From a public relations perspective, think about context - in the era of open communications facilitated by the Internet, your consumer messaging will affect corporate reputation, and vice versa. It is not possible to say one thing to one audience and something completely different to another, at least not without them hearing both sides of your story. PR advisers are uniquely situated to provide context and help guide messaging that creates dialogue with stakeholders while building and protecting a company’s position. Next, think about content. There are so many options for where to participate. Are companies really prepared to figure out what messages are appropriate for different types of sites on their own? What about community, which gives companies the opportunity to build loyalty around their brands based on shared values. Then, think about control.
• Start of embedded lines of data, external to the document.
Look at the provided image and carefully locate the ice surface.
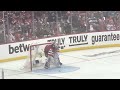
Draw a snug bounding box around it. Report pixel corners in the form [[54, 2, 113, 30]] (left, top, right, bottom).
[[0, 47, 120, 79]]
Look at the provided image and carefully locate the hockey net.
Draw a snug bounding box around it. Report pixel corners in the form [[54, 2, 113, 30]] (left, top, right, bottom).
[[24, 43, 51, 71]]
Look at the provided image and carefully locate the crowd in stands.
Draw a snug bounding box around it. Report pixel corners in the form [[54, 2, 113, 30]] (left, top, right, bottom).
[[0, 11, 120, 44]]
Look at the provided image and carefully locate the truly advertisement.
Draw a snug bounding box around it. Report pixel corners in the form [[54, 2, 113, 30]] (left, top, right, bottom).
[[68, 34, 88, 47]]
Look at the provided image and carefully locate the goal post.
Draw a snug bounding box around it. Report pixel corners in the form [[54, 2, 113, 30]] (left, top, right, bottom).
[[24, 43, 51, 71]]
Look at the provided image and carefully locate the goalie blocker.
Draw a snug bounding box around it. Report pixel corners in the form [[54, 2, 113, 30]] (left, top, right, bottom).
[[44, 42, 62, 69]]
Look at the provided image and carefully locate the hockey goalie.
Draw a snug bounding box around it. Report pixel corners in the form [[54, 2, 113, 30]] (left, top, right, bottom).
[[44, 42, 62, 69]]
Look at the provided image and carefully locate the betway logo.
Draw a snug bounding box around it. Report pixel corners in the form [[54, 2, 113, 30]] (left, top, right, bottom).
[[9, 44, 30, 54]]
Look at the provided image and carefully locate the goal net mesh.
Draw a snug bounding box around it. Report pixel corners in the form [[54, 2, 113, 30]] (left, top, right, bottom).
[[24, 43, 51, 71]]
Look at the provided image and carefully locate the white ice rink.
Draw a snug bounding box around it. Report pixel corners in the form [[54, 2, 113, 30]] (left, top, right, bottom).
[[0, 47, 120, 79]]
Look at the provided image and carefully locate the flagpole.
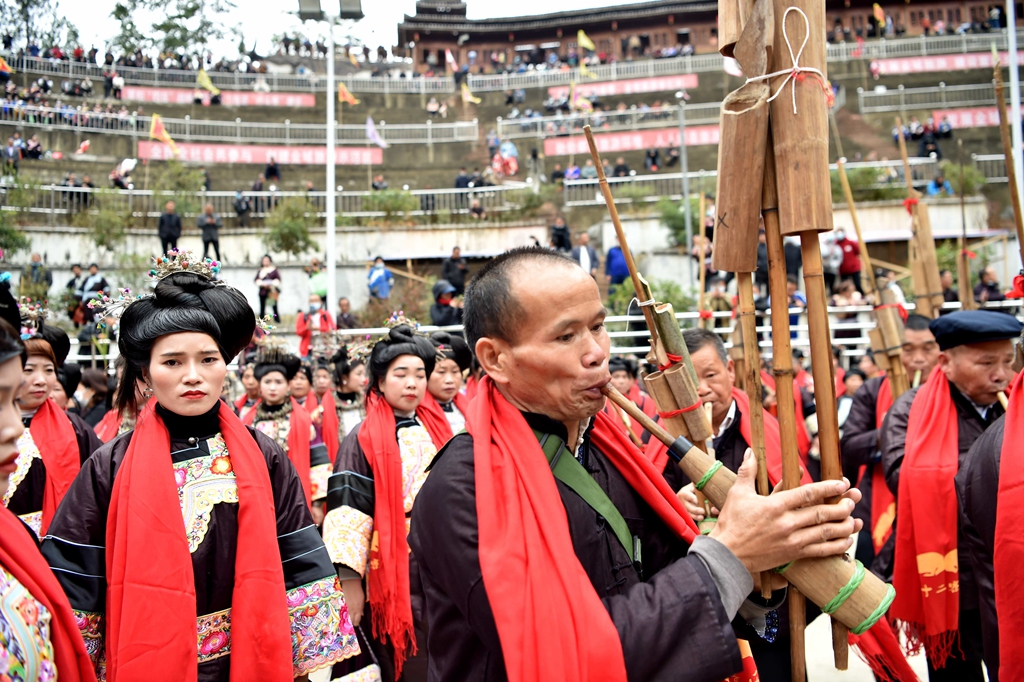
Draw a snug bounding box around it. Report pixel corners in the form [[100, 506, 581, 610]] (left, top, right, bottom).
[[324, 15, 338, 310]]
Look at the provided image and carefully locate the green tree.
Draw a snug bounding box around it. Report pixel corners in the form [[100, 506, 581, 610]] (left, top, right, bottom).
[[263, 197, 319, 257]]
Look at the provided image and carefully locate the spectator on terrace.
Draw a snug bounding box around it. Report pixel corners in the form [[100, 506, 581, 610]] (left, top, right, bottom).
[[469, 199, 487, 220], [927, 171, 954, 197], [335, 296, 359, 329], [571, 232, 601, 280], [231, 189, 252, 227], [551, 216, 572, 252], [157, 202, 181, 253], [196, 204, 222, 260], [643, 147, 662, 173], [17, 253, 53, 300], [263, 157, 281, 182], [367, 256, 394, 301]]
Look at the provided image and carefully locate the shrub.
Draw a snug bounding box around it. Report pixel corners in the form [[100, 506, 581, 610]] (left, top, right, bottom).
[[263, 197, 319, 257]]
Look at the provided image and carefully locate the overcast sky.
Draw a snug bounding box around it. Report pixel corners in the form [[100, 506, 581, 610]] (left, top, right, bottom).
[[59, 0, 655, 57]]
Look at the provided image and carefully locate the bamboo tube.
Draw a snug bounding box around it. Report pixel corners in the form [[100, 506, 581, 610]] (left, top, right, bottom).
[[601, 385, 891, 631], [836, 160, 874, 296], [583, 125, 669, 366], [736, 272, 771, 599], [992, 45, 1024, 263], [761, 134, 807, 682], [800, 231, 850, 670]]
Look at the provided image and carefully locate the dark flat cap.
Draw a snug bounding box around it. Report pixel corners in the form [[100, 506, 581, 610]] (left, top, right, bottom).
[[928, 310, 1024, 350]]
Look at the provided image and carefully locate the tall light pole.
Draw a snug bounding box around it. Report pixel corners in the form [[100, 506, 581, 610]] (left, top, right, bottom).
[[996, 0, 1024, 204], [324, 14, 338, 310], [676, 90, 692, 285]]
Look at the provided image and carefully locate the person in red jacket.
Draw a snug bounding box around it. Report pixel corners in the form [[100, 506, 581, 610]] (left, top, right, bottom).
[[836, 228, 864, 294], [295, 294, 337, 359]]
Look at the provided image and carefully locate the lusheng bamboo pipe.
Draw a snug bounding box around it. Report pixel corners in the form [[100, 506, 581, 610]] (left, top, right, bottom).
[[601, 384, 894, 632], [992, 46, 1024, 263], [736, 272, 771, 599], [583, 125, 669, 367], [758, 125, 807, 682]]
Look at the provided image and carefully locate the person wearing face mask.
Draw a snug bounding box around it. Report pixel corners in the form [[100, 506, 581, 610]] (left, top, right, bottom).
[[295, 294, 335, 359], [324, 325, 452, 682], [836, 228, 864, 294], [242, 336, 331, 518], [42, 254, 358, 682], [0, 303, 96, 682], [424, 332, 473, 437], [872, 310, 1024, 682], [3, 304, 99, 538]]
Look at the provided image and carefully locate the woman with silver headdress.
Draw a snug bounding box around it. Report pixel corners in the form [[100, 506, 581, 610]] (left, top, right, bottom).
[[43, 253, 358, 682]]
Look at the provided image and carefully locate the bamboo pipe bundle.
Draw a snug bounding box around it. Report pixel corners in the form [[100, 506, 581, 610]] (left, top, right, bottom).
[[896, 116, 944, 318], [602, 385, 895, 634]]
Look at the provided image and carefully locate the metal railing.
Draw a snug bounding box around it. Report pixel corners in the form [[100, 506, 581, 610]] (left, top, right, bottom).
[[857, 82, 1024, 114], [498, 101, 722, 138], [563, 154, 966, 206], [4, 31, 1024, 94], [0, 104, 479, 145], [0, 182, 531, 225]]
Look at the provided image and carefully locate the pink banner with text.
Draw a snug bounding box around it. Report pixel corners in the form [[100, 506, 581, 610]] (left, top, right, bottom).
[[548, 74, 697, 97], [138, 140, 384, 166], [871, 52, 1024, 76], [121, 86, 316, 106], [544, 125, 718, 157], [932, 106, 999, 128]]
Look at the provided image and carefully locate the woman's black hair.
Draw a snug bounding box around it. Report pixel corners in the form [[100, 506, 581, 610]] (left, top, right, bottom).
[[430, 332, 473, 372], [114, 272, 256, 415], [368, 325, 437, 390]]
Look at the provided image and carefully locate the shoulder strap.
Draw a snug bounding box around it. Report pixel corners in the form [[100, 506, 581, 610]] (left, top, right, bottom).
[[534, 431, 635, 561]]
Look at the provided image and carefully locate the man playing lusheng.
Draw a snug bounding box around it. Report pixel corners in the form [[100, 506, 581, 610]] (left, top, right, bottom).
[[410, 249, 860, 682]]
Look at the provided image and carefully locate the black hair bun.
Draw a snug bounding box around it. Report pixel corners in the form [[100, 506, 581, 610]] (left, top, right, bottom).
[[430, 332, 473, 372]]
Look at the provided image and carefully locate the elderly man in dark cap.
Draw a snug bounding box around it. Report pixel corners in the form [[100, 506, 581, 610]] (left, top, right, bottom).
[[873, 310, 1024, 682]]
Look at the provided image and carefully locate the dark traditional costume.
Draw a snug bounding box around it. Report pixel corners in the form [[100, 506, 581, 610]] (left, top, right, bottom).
[[43, 256, 358, 682], [876, 310, 1022, 681], [324, 325, 451, 680]]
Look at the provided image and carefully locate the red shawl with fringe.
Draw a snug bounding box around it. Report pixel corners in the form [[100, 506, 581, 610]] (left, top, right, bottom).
[[357, 391, 452, 678], [992, 373, 1024, 667], [890, 367, 959, 668], [871, 377, 896, 554], [29, 398, 82, 537], [106, 400, 294, 682], [0, 507, 96, 682], [466, 379, 697, 682]]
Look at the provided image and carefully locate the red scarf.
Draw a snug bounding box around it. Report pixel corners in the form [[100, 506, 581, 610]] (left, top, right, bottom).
[[358, 391, 452, 678], [992, 372, 1024, 677], [0, 503, 96, 682], [242, 398, 313, 507], [466, 379, 697, 682], [29, 398, 82, 537], [646, 386, 812, 486], [891, 367, 959, 668], [93, 410, 121, 442], [871, 377, 896, 554], [321, 391, 341, 466], [106, 400, 294, 682]]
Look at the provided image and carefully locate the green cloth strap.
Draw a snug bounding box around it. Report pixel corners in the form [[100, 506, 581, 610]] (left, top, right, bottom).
[[534, 431, 634, 561]]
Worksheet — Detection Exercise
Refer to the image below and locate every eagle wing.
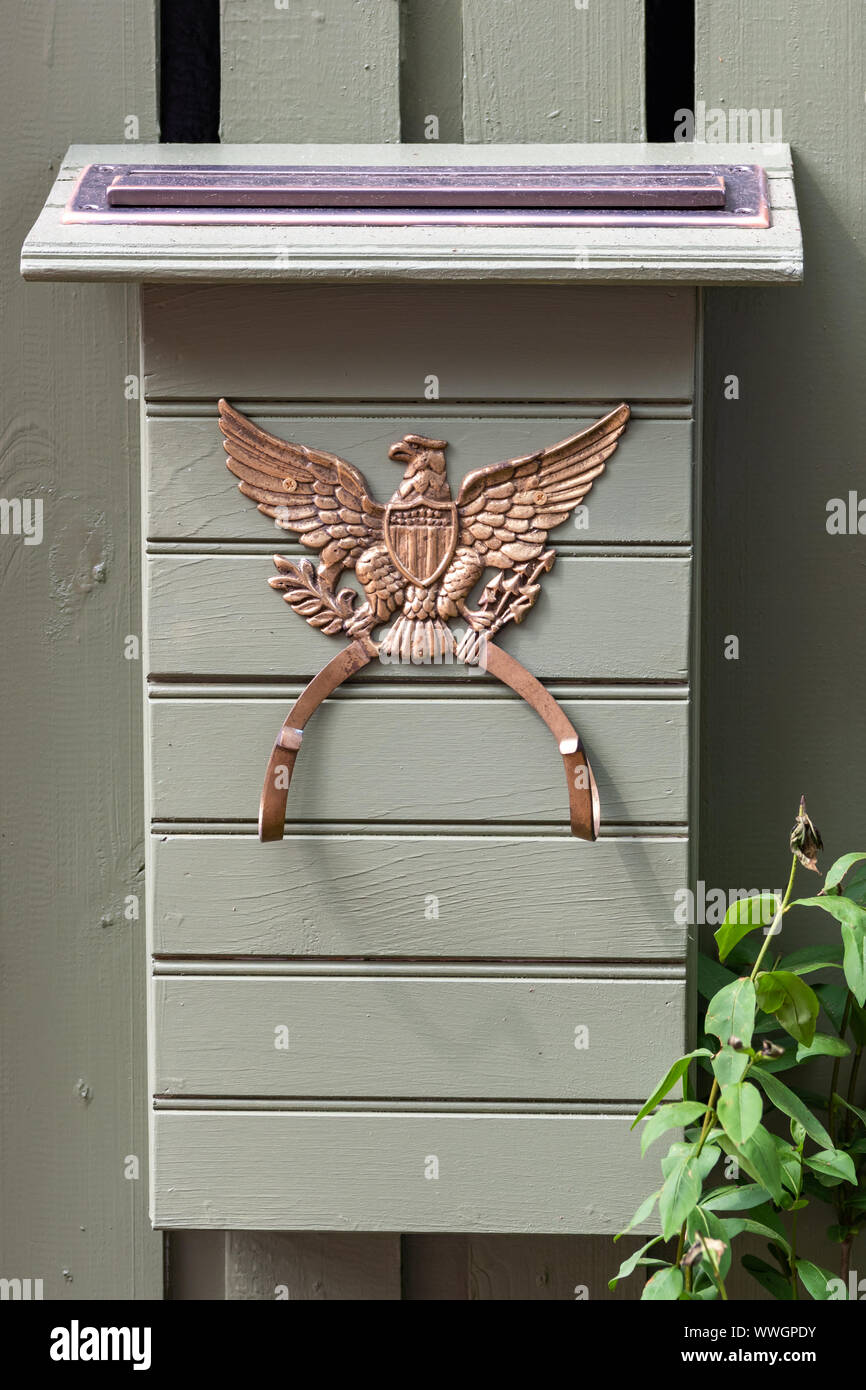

Companies are used to completely controlling their communications messages, but the Internet prohibits that. Instead, companies need to figure out what their most important messages are, and then figure out where they can control them, and where they can influence them, and then participate accordingly. Lastly, there is the very important fact that online chatter dramatically influences offline communications. Having a qualified PR adviser is one sure way to straddle all of these, and many other critical elements of navigating digital media.
Companies may be able to figure all of this out on their own, but why wouldn’t they want a communications adviser who can share broad-based experiences that cut across sectors, stakeholders, and platforms to help clients make the right choices the first time around?


Trusting word of mouth in Asia
Oct31
Posted By Charlie Pownall

B-M has released a new survey indicating that ‘e-fluentials’ (active and involved individuals who make up around 15% of internet users) in the US are increasingly concerned that hired third parties are leaving biased opinions on consumer web sites.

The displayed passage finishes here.